La reciente elección de constituyentes habrá de recordarse como uno de los hechos más importantes en los años de vida de Chile. Nadie puede asegurar que el resultado vaya a ser exitoso. Pero, vista la historia con un lente de gran angular, estamos en algo extraordinario.
Es necesario levantar la mirada, triunfar sobre los miedos y no quedar enredados en las escaramuzas, y en los espectáculos de los viejos políticos y los malos tratos de las nuevas generaciones. Porque, paréntesis, no es para nada claro que las nuevas vayan a ser mejores que las antiguas. Por esto mismo, creo que la escuela tiene en estos momentos una misión relevante.
La politización de la juventud merece un aplauso. Pero si no conduce a un perfeccionamiento de la democracia, preparémonos para otra cosa. Hace seis años se constató que más del 50% de los niños de octavo básico preferían una dictadura a la democracia. No saben lo que quieren.
Lo que está en curso es redemocratizar el país, además de una sanación honda de las heridas que han dejado demasiadas injusticias. Para que la nueva institucionalidad dure lo más posible, se requerirá hacer propios los valores fundamentales de la democracia y en esto la escuela tiene la primera responsabilidad. Se podría esperar que lo hiciera la familia. Pero esta en Chile es demasiado precaria. El 74.6% de los niños nace fuera del matrimonio.
¿Qué hacen hoy las escuelas a este propósito? La ley 20,911 de 2016 establece que todos los establecimientos educacionales deben impartir cursos de educación ciudadana. Unos establecimientos la imparten en los cursos de Historia, otras crean cursos optativos, talvez en algunas partes no se haga nada. Mal. ¿Qué hacen los profesores? Hay cuatro asuntos que me parecen fundamentales: ejercitar a los alumnos en argumentar, en practicar la toma decisiones en común, en caer en la cuenta de la dignidad de cada persona y en aprender a honrar la palabra.
La argumentación exige desarrollar un amor por la verdad. Los niños y niñas habituarse en buscar la verdad y encontrarla mediante el diálogo.
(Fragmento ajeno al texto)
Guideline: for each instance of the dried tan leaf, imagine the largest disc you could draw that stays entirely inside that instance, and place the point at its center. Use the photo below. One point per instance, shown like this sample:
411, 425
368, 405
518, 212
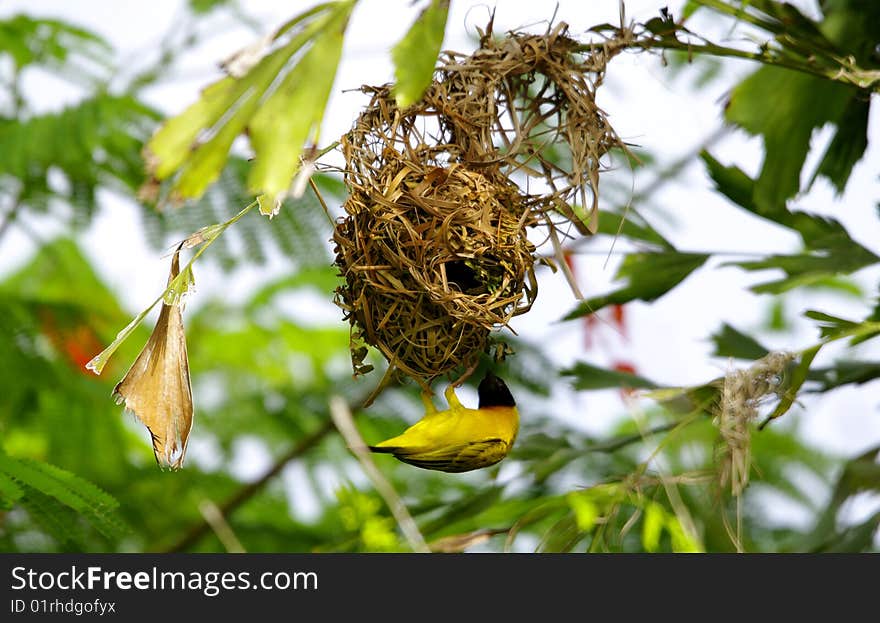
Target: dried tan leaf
157, 387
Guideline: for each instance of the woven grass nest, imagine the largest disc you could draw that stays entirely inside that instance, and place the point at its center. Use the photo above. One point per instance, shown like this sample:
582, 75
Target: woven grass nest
434, 247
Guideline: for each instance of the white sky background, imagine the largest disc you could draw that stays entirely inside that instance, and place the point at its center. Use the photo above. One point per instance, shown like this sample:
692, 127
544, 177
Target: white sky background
667, 340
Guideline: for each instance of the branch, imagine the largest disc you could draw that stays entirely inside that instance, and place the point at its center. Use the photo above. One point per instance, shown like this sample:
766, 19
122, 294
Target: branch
196, 532
341, 415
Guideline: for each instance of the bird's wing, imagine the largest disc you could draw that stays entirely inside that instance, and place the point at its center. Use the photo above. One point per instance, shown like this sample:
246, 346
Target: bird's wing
456, 458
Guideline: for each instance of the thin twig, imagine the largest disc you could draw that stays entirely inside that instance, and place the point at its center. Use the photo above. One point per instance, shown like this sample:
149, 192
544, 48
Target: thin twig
341, 415
194, 534
10, 216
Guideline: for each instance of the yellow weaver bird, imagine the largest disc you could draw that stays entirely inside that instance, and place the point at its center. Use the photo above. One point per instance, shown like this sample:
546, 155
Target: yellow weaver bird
459, 439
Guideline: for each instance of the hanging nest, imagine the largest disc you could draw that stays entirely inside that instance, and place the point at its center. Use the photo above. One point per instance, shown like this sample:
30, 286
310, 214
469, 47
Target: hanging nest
434, 248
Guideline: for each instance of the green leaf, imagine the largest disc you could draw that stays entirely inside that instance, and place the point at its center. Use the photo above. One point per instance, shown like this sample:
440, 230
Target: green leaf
585, 511
829, 251
414, 56
834, 328
794, 383
68, 489
732, 343
652, 526
591, 377
848, 145
844, 373
195, 144
205, 6
10, 492
649, 276
634, 227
La argumentación requiere, por lo mismo, llegar a poseer una posición propia, saber fundamentarla y defenderla. La verdad que demanda una convivencia política es una construcción colectiva. ¿No podrían los profesores ensayar con sus alumnos la redacción de la constitución del 2022? ¿La de su mismo colegio? Hablo de un juego evidentemente.
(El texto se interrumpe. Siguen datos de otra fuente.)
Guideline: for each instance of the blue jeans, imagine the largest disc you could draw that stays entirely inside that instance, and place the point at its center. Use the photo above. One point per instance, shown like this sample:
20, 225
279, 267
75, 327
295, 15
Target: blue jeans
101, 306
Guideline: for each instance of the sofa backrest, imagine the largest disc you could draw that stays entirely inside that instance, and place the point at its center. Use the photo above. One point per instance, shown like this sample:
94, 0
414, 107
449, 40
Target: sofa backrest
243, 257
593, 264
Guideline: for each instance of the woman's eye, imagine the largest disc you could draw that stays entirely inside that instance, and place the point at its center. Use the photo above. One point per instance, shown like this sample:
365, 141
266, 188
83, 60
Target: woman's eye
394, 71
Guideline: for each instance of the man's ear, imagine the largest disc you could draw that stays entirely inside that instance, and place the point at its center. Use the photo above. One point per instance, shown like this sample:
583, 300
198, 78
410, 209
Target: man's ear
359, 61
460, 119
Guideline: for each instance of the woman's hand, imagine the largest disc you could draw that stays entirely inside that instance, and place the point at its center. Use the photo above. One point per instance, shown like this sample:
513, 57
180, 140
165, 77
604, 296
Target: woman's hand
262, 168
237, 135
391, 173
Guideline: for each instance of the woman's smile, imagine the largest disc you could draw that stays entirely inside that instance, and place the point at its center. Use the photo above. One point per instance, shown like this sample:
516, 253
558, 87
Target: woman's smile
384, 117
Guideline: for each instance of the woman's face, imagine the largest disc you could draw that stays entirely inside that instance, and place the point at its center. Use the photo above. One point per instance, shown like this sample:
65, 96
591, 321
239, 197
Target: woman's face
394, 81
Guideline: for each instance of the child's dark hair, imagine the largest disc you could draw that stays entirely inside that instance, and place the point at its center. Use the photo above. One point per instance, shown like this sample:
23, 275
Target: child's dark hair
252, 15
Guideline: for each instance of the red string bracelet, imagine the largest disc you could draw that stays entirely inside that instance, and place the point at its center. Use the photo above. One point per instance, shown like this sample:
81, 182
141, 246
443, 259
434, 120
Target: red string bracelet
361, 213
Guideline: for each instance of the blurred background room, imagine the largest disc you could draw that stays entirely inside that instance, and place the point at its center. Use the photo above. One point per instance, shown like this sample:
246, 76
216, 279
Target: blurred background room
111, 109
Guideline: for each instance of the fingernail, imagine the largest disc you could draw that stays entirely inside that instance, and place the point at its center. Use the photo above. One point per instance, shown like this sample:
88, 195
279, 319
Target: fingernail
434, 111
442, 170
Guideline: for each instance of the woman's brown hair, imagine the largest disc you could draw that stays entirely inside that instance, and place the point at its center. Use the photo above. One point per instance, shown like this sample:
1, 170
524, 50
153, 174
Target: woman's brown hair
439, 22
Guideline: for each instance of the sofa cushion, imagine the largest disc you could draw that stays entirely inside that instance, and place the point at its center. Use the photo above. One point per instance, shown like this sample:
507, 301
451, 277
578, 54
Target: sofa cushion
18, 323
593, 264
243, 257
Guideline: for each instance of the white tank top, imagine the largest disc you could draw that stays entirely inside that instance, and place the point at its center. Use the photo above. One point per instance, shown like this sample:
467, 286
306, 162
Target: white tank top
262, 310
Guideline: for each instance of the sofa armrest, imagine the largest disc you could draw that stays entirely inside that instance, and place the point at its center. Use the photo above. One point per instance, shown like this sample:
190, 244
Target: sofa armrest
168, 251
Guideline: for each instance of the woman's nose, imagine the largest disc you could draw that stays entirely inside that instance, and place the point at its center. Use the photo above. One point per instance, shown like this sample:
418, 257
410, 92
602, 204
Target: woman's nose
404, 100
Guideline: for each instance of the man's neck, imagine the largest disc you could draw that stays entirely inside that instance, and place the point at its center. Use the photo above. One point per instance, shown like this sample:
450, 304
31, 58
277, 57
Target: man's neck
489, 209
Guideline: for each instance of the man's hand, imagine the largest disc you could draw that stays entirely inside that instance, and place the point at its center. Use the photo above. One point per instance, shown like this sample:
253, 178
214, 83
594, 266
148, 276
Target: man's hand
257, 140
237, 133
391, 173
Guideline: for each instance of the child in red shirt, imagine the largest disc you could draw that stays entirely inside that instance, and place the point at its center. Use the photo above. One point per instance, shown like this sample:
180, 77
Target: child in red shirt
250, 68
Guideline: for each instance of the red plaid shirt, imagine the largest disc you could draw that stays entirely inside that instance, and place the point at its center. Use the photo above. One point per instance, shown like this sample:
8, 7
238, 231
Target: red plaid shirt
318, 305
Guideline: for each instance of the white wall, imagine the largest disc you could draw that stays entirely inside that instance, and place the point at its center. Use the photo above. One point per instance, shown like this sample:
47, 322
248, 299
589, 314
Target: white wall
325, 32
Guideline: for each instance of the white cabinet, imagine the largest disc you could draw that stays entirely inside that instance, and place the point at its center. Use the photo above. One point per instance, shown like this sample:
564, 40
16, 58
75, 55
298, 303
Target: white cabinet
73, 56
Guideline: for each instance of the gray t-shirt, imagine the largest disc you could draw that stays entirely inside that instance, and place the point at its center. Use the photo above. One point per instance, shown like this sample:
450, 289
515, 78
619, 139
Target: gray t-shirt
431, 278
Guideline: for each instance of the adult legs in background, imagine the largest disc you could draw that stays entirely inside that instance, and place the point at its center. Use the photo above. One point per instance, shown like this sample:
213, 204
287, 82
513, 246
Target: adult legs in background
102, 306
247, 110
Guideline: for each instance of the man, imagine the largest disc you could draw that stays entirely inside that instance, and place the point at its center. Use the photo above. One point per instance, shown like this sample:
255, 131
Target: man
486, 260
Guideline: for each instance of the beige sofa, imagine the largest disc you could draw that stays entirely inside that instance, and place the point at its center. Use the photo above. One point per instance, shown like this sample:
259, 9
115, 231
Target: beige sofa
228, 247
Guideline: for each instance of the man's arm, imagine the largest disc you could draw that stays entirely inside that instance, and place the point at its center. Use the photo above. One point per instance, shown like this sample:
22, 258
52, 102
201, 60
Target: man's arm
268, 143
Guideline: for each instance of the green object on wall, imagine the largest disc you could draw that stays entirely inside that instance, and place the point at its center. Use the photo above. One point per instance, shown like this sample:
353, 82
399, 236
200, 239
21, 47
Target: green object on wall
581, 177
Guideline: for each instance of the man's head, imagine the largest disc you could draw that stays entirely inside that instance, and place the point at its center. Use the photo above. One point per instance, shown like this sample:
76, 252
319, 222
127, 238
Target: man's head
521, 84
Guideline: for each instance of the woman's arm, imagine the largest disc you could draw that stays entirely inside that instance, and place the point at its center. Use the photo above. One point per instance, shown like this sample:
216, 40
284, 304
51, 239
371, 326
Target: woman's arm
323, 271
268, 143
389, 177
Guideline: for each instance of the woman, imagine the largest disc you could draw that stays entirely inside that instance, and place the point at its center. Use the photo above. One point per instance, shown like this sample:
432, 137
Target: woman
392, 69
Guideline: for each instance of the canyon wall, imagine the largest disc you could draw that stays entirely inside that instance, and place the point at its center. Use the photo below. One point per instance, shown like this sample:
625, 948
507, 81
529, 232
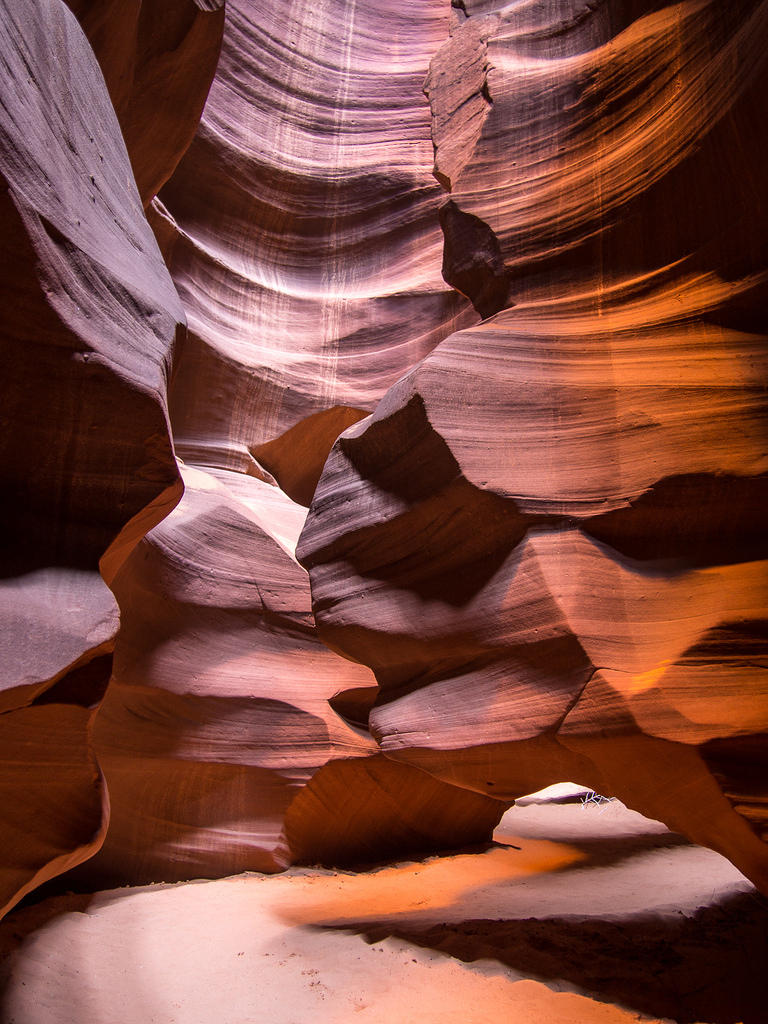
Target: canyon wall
463, 303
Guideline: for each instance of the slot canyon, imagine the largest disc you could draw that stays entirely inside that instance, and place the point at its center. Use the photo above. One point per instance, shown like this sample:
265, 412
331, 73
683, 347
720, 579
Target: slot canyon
384, 548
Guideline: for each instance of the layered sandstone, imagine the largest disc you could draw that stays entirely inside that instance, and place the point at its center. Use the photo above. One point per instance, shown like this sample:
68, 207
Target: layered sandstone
512, 257
89, 320
549, 541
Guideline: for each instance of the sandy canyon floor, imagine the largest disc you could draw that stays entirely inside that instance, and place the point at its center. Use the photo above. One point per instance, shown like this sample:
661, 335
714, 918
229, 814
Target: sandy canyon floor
578, 912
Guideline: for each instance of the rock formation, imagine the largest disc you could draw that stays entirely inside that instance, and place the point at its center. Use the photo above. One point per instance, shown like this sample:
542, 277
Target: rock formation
90, 317
549, 540
506, 264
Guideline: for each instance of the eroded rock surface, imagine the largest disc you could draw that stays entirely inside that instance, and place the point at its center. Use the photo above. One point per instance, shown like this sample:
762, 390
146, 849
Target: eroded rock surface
89, 322
548, 541
158, 58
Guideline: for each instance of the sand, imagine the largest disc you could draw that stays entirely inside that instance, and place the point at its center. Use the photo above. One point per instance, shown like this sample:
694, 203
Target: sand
577, 913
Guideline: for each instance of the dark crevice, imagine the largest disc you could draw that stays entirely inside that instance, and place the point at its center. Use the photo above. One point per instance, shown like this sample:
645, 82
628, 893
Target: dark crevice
472, 261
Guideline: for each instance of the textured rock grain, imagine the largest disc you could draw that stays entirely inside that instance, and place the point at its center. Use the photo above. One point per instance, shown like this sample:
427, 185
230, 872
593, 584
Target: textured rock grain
89, 321
548, 540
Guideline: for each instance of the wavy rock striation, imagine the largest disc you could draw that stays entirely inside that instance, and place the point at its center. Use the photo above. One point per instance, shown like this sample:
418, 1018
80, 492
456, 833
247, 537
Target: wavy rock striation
90, 318
158, 58
548, 541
Es clave, por lo mismo, educar para impedir que unos le impongan a otros, aun por votación, sus modos de ver las cosas. En democracia todos sin exclusión merecen respecto de su dignidad. Si todos la merecen, todos la deben reconocer en los demás. Se mancilla la dignidad con odios, cancelaciones, bullying, insultos, funas y atropellos de los adversarios. Vi un día en una marcha por la Alameda a un papá instando a su hijo de unos diez años a que le sacara la madre a los carabineros. El niño se turbó. No volvió a ser el mismo. Seguro.
Por último, habrá que enseñar a honrar la palabra. Dice la constituyente Elisa Loncón: “con la palabra se puede construir la historia”. Con la palabra, creen los mapuche y los cristianos, Dios creó el mundo. La República muchas veces ha dado la palabra a los mapuche y no les ha cumplido. La Convención Constitucional será un auténtico parlamento en el que se parle y se escojan las palabras que amarren una nueva convivencia política.
Debo algunas ideas de esta columna a una conversación con alumnas y alumnos de tercero medio del liceo Juana Ross de Valparaíso, en su curso “Argumentación y participación en democracia”. Agradezco su corrección a mi sobrino Pedro, estudiante de segundo medio del Colegio San Ignacio en Santiago.